Diamantene Hochzeit in Marktoberdorf

Marktoberdorfer Paar feiert diamantene Hochzeit: Auf dem Arbeitsweg die große Liebe gefunden

Die früher in Cuxhaven lebenden Diamant-Hochzeiter Brigitte und Helmut Schütt sind im Allgäu angekommen und fühlen sich wohl in Marktoberdorf.

Die früher in Cuxhaven lebenden Diamant-Hochzeiter Brigitte und Helmut Schütt sind im Allgäu angekommen und fühlen sich wohl in Marktoberdorf.

Bild: Anton Reichart

Die früher in Cuxhaven lebenden Diamant-Hochzeiter Brigitte und Helmut Schütt sind im Allgäu angekommen und fühlen sich wohl in Marktoberdorf.

Bild: Anton Reichart

Brigitte und Helmut Schütt feiern in Marktoberdorf ihre diamantene Hochzeit. Wie die beiden zueinander gefunden haben.
29.04.2021 | Stand: 07:03 Uhr

Von wegen „Einen alten Baum verpflanzt man nicht“. Brigitte und Helmut Schütt haben vor vier Jahren im Alter von rund 80 Jahren ihren norddeutschen Wohnsitz im Kreis Cuxhaven verlassen und sich in Marktoberdorfs Zentrum niedergelassen. Am Donnerstag feiern sie nun Diamantene Hochzeit.

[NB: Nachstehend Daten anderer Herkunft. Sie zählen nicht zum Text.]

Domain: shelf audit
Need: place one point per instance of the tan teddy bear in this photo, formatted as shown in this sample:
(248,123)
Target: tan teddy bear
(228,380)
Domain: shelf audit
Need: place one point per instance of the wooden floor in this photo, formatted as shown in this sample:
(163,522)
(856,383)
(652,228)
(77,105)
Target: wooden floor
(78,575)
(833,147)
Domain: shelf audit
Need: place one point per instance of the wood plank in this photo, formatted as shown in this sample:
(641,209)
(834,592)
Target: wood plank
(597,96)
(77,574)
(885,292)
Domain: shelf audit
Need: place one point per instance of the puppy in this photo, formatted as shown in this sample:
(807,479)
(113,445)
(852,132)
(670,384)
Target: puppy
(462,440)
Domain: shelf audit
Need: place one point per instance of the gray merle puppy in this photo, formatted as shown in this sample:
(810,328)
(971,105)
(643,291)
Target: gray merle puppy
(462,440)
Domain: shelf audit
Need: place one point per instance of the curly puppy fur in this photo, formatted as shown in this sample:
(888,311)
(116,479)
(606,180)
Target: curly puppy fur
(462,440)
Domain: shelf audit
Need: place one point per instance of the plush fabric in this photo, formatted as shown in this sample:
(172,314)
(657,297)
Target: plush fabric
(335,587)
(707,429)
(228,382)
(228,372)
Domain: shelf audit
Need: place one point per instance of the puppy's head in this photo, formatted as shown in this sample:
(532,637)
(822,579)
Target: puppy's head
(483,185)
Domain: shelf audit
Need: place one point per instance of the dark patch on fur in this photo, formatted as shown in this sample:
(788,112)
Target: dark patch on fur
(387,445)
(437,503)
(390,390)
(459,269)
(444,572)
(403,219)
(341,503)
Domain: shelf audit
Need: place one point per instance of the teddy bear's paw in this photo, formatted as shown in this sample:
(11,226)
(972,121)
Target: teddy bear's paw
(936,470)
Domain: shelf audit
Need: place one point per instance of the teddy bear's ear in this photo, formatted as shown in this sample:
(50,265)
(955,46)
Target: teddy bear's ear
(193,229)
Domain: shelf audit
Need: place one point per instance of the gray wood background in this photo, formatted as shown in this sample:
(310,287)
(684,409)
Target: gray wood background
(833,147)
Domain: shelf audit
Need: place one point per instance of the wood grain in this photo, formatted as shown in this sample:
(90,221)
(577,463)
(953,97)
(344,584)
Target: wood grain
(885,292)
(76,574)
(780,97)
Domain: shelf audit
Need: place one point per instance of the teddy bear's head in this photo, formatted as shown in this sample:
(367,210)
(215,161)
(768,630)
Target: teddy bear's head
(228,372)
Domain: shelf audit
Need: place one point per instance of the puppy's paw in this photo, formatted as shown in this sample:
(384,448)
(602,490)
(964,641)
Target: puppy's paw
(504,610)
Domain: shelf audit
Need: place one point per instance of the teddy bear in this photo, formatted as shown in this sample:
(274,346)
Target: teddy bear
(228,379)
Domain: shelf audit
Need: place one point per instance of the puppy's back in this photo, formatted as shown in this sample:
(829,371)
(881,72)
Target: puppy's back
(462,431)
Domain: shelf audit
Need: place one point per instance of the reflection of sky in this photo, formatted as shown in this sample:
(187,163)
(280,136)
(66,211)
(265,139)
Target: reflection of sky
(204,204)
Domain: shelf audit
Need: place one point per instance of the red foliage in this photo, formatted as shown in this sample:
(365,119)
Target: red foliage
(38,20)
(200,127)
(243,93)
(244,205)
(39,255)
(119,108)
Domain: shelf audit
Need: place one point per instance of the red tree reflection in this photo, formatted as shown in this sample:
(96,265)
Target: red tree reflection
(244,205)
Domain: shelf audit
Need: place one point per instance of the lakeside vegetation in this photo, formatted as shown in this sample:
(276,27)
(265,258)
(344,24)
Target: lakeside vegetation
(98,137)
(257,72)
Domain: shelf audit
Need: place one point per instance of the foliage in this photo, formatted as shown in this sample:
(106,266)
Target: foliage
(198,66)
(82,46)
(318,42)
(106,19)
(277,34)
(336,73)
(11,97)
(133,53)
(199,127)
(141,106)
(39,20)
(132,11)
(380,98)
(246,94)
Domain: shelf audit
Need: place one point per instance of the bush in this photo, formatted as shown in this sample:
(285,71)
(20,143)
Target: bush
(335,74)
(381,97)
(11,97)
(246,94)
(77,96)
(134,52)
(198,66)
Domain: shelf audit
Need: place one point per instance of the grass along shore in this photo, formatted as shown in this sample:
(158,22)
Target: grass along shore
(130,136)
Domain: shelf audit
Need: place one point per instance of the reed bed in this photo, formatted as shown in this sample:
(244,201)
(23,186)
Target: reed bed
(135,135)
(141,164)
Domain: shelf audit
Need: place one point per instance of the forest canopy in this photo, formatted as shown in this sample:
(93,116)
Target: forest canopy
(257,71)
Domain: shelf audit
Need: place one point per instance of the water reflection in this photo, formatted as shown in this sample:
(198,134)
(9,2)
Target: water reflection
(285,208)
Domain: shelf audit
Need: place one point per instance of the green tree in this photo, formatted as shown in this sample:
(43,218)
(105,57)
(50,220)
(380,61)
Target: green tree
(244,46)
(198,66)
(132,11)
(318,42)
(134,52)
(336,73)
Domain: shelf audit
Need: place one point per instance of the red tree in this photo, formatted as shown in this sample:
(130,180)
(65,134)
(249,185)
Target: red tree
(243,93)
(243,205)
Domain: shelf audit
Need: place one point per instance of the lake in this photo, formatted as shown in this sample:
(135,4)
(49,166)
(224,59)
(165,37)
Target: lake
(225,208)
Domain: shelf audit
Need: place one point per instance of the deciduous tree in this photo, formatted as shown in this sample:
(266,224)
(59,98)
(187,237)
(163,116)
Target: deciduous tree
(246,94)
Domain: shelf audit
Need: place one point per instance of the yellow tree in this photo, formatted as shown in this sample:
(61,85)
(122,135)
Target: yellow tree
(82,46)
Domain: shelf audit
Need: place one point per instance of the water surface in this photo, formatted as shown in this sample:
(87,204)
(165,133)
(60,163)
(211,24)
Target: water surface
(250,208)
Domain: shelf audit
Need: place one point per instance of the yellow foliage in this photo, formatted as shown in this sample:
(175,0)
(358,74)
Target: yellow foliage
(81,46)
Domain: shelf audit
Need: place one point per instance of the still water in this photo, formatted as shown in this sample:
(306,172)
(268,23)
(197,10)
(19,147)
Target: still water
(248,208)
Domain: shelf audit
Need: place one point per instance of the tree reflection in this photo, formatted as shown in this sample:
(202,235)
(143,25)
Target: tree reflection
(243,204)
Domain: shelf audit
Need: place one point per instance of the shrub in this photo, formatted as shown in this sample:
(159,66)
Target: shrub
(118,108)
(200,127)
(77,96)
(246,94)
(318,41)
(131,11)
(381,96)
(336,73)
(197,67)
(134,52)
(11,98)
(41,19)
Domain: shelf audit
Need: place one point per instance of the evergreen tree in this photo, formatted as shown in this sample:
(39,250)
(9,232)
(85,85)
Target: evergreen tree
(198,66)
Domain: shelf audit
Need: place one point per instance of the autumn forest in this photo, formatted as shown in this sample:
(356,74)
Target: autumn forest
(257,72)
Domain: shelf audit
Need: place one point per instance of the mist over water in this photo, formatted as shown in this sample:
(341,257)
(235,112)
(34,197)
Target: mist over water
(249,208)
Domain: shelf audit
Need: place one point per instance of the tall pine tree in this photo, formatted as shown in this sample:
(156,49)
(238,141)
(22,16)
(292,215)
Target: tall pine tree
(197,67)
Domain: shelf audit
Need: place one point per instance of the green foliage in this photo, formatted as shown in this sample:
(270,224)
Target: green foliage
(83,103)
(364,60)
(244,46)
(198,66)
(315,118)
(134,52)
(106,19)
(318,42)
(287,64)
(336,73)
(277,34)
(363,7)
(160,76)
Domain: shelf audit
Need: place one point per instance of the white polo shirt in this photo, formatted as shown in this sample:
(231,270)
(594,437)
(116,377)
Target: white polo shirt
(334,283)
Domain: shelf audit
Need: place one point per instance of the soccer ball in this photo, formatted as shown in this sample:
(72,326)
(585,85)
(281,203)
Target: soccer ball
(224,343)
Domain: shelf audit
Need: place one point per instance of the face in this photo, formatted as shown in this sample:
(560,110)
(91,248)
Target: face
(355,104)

Vor Weihnachten 1945 nach Norddeutschland fliehen

Bereits vor ihrer Hochzeit am 29. April des Jahres 1961 haben ihre Wege erst aus unterschiedlichen Richtungen zusammenfinden müssen. Die 1934 geborene Brigitte stammt aus Ostwehr im Kreis Hohensalza, nahe der polnischen Grenze. Mal gehörte das Gebiet zu Deutschland, mal zu Polen. Daher musste sie zwei Tage vor Weihnachten 1945 nach Norddeutschland fliehen. Nachdem sie aus der Volksschule kam, wollte sie richtig nähen lernen. Mangels einer Lehrstelle ging sie in die Damenkonfektion. Parallel dazu besuchte sie ein Jahr lang einen Nähkurs. Nun war sie in der Damenmantel-Konfektion gelandet – im Sommer Wintermäntel schneidern, und im Winter Sommermäntel. Und das im Akkord: „Akkord ist Mord“, erzählt sie heute darüber milde. (Lesen Sie auch: Seit 70 Jahren verheiratet: Dieses Paar kennt sich seit dem Kindergarten)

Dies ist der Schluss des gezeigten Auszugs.